G-maw passed away while I was a college student. Some years later I received the gift of some cast iron skillets that had belonged to her. I knew little about cooking well then so I had no idea of the magnitude of this gift. Those skillets followed me to my first apartment out of college, my first new house, an apartment and a house as a divorced bachelor, through changes in relationships and geography, to ultimately reside in the kitchen of my apartment not far from the Chesapeake Bay. In all those years, I learned a few things. including respect for that cast iron. The skillets were faithful and true, devoted as dogs tend to be towards those who love them. They helped keep me alive.

They spoke to me, those skillets. For years I did not understand what they were telling me because I balked at giving credence to spirits. To my mind that would have been akin to surrendering to the demons of depression, self-loathing, and melancholy that periodically seized hold of my imagination. The difference lay in the tone and quality of the voices competing for attention. What the skillets were imparting was delivered at a steady, quiet pace. Respectful and attentive, never overbearing or toxic. It was the voice of history, of my family guiding me along a path I was not fully aware of taking.

This is where cornbread stepped back in that evening just last week. I was making it in the very skillet my grandmother had used to make fried fish and hushpuppies for me and her, when I was a kid, washed down with iced tea spiked with lemon. My recent reading in that book about mountain food and people pushed to the fore memories of my time with G-maw. A lush scent of crackling crust and toasted corn filled my kitchen to trigger a thunderclap realization of my ancestry. 

I am more a child of the lowland and the sea than I am of the timberline and the holler, this is true. But the mountains are in my blood, evidenced by DNA and ingrained habits as a human being.

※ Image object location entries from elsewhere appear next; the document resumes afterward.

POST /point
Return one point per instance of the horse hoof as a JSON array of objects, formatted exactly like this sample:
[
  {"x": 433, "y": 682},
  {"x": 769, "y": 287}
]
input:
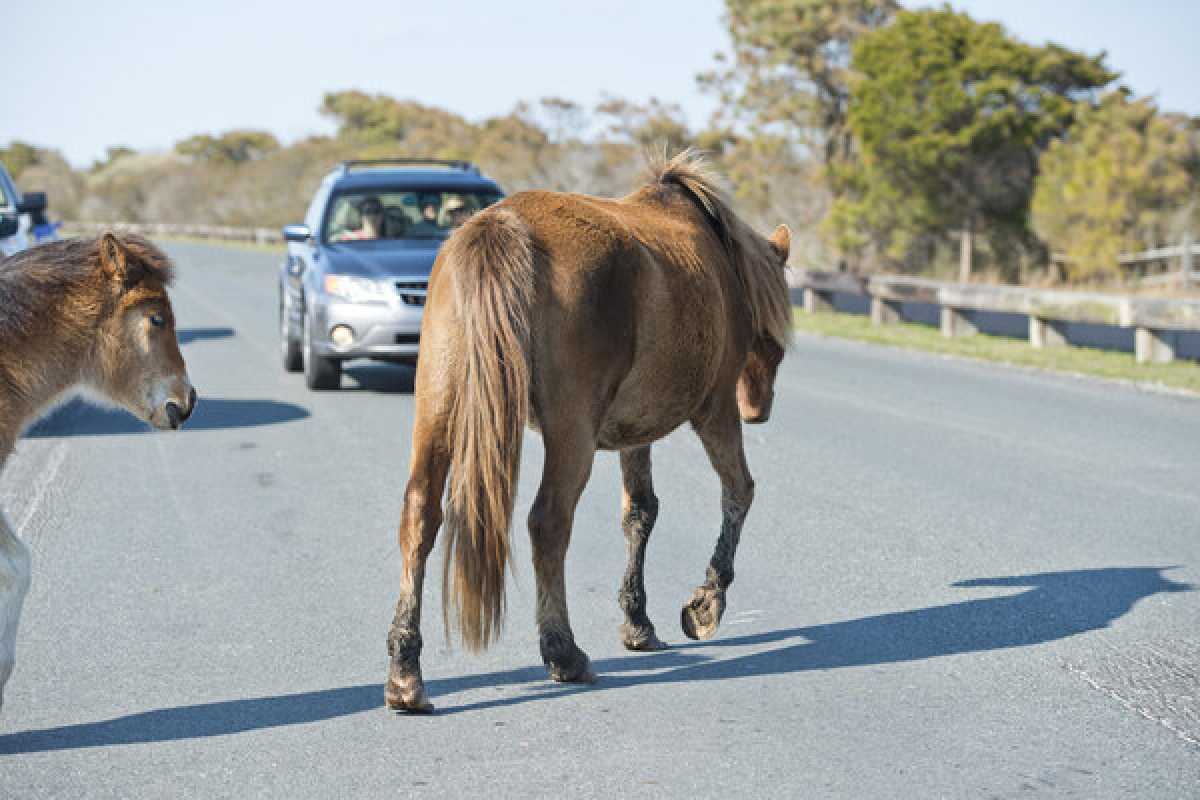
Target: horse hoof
[
  {"x": 701, "y": 617},
  {"x": 574, "y": 675},
  {"x": 411, "y": 699},
  {"x": 564, "y": 660},
  {"x": 641, "y": 639}
]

I make cornbread in that skillet because that is what my grandmother made in it. The action made sense to me like water makes sense to a fish: you can be surrounded by something that gives you life and be oblivious to it and its inherent sacredness. You know it by its absence. To come back to it is to know comfort and connection. In the instant I flipped that cornbread out of the skillet I dove back into that matrix. I felt my grandmother's hands on mine, saw her smile from somewhere up in mountains much closer than I imagined. I was home, knowing that my heart beats in two places connected by gossamer threads of humble cast iron, well-seasoned by history and love.